I think, weirdly, that having Scott and Cordelia both in the house constantly all week has added to my stress. I love them dearly, but… When they’re at home, I end up rearranging everything in order to accommodate them without them being accommodating in return.

But having them go back to school and work will be vastly difficult for me, too.

We’re still trying to figure out the bedside table problem. I don’t have a c-PAP yet, but I will very, very soon, and I’m going to need a place to put it and to put all of the stuff I currently keep there. Scott is talking about taking out my bookshelves entirely, but I’m reluctant. I use those shelves for things I’m currently using for fic or think I will soon, for things I haven’t read yet, for reference books, and for library books. Everything that was there that I’m willing to store in the basement has already gone downstairs.

Oh, and I use those shelves for my lotion and deodorant and hairbrush and a couple of medications that I often need at night… There’s also a specific spot where I put medical paperwork that I won’t need for a few days or weeks or longer but need to be able to find immediately the day of the appointment or whatever. We keep games and puzzles on the shelves, too, and really don’t have any other place for them. I think Scott assumes we can just get rid of most of that stuff, but if I was willing to, I would have already. Yes, they’re games I’m not likely to play again, but they’re also the specific copies of those games that I played a lot as a child and teenager. I used to play solitaire Scrabble a lot because no one would play with me. That may not be reason to keep the game, but… I want to.

As my back hurts less, my tendinitis is becoming noticeable again. My back hurt so much for a while that I just no longer felt the tendinitis. I hoped it had really gone, but it hadn’t. The noise from my back was just drowning it out.

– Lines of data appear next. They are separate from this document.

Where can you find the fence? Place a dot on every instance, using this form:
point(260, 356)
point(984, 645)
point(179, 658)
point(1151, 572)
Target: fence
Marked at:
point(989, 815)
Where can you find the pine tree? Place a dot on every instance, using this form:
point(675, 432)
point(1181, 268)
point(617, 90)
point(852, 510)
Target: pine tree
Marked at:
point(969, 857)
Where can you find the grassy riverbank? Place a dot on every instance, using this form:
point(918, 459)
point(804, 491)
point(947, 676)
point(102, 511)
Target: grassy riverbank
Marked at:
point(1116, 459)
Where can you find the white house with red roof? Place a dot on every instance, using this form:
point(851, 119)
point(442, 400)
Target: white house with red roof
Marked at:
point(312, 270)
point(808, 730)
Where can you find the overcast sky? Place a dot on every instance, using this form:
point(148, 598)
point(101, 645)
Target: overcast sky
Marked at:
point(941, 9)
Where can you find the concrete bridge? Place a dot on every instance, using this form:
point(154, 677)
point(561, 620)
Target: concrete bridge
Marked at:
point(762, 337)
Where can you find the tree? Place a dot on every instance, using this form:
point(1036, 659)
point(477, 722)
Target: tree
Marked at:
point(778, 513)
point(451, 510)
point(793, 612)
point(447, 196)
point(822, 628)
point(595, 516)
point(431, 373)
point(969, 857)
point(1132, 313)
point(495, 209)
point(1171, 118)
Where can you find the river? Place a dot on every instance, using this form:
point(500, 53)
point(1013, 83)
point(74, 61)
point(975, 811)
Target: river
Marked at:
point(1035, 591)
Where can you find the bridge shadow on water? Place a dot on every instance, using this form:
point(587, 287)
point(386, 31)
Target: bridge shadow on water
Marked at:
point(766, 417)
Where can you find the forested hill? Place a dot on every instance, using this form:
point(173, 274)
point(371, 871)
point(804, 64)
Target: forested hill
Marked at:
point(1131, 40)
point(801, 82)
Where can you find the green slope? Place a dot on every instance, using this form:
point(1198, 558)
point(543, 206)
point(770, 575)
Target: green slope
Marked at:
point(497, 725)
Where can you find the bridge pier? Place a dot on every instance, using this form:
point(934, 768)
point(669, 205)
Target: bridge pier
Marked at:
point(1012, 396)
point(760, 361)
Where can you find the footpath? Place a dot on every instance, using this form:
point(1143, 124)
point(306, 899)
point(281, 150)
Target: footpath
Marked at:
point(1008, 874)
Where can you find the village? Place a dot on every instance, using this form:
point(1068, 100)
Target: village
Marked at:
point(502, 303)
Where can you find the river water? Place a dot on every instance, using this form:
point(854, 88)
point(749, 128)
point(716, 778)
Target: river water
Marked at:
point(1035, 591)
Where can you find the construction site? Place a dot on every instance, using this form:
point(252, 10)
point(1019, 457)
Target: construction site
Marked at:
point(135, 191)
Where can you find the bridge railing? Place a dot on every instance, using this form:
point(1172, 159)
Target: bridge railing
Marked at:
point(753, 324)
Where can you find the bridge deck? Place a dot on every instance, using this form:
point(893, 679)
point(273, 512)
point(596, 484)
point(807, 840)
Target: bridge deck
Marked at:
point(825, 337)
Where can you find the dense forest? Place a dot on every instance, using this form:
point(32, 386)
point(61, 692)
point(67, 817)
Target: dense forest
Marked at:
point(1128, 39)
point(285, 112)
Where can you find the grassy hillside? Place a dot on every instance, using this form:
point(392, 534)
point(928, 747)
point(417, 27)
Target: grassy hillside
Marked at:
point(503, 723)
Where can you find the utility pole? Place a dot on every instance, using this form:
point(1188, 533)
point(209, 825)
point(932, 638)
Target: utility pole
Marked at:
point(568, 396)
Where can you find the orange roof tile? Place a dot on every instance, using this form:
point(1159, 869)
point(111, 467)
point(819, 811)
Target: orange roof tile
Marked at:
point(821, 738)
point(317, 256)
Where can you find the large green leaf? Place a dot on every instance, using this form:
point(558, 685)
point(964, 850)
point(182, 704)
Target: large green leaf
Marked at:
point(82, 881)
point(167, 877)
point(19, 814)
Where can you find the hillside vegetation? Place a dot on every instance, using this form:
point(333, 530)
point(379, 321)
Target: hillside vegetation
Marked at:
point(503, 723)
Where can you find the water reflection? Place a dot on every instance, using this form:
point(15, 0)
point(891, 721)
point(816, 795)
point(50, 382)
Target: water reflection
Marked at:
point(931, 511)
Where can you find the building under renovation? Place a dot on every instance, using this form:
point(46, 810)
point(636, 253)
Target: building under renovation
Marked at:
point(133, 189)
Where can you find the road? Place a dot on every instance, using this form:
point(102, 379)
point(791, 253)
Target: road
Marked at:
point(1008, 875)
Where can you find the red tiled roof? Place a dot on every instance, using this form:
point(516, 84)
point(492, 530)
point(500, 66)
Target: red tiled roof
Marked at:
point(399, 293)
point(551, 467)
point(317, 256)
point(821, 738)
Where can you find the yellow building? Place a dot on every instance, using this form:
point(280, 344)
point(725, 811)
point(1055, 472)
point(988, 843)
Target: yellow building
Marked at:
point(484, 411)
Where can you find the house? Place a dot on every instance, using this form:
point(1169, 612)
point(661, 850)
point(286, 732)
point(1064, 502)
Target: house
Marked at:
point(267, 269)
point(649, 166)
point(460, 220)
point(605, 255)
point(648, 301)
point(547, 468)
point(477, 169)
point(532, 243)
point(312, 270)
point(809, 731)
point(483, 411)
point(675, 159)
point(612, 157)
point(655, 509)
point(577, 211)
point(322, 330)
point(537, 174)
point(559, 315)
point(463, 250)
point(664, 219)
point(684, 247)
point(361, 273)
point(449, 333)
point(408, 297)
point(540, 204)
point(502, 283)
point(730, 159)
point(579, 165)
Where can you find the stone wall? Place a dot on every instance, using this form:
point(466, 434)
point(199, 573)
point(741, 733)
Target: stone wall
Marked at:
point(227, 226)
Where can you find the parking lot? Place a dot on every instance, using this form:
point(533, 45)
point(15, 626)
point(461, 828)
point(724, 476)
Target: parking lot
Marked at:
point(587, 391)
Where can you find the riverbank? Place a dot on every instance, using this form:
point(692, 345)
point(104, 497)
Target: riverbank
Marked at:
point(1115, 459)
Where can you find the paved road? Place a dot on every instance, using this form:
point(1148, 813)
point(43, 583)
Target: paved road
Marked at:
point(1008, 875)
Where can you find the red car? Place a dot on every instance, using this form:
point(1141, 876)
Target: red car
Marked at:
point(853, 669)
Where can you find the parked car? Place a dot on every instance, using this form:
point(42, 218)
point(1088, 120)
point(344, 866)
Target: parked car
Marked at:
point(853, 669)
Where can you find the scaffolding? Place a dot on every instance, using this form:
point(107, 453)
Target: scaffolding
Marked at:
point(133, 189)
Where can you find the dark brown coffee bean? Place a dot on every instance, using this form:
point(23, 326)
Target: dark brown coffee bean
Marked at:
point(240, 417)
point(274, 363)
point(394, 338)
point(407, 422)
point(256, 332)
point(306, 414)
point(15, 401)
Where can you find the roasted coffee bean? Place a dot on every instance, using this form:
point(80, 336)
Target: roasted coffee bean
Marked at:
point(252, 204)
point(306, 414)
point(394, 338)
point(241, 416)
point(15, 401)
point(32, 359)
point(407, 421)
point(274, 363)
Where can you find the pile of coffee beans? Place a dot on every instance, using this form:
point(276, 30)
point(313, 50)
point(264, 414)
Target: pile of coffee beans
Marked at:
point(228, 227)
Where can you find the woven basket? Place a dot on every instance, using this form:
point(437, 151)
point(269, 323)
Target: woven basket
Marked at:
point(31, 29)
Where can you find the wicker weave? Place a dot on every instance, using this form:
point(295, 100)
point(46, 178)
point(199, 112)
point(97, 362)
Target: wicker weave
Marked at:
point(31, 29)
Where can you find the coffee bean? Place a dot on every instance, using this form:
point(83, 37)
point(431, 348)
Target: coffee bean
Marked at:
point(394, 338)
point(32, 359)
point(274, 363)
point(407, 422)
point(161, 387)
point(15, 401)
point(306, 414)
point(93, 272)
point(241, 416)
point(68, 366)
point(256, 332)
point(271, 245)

Last night, my face and upper chest both started itching horribly. It was quite sudden, and I couldn’t figure out a cause. It felt a lot like I’d been rubbing those parts of my body with wool non-stop for ten or fifteen minutes, so I suspected allergies. I ended up washing and then taking benadryl and slathering on hydrocortisone. That was enough to let me sleep moderately well, but bits of my face still itch this morning. I don’t see any rash or swelling (a little damage from me scratching but nothing else) apart from the rash around my eyes that I’ve had since September. I haven’t put anything new/different on my face or hair. We’re still using fragrance and dye free laundry detergent.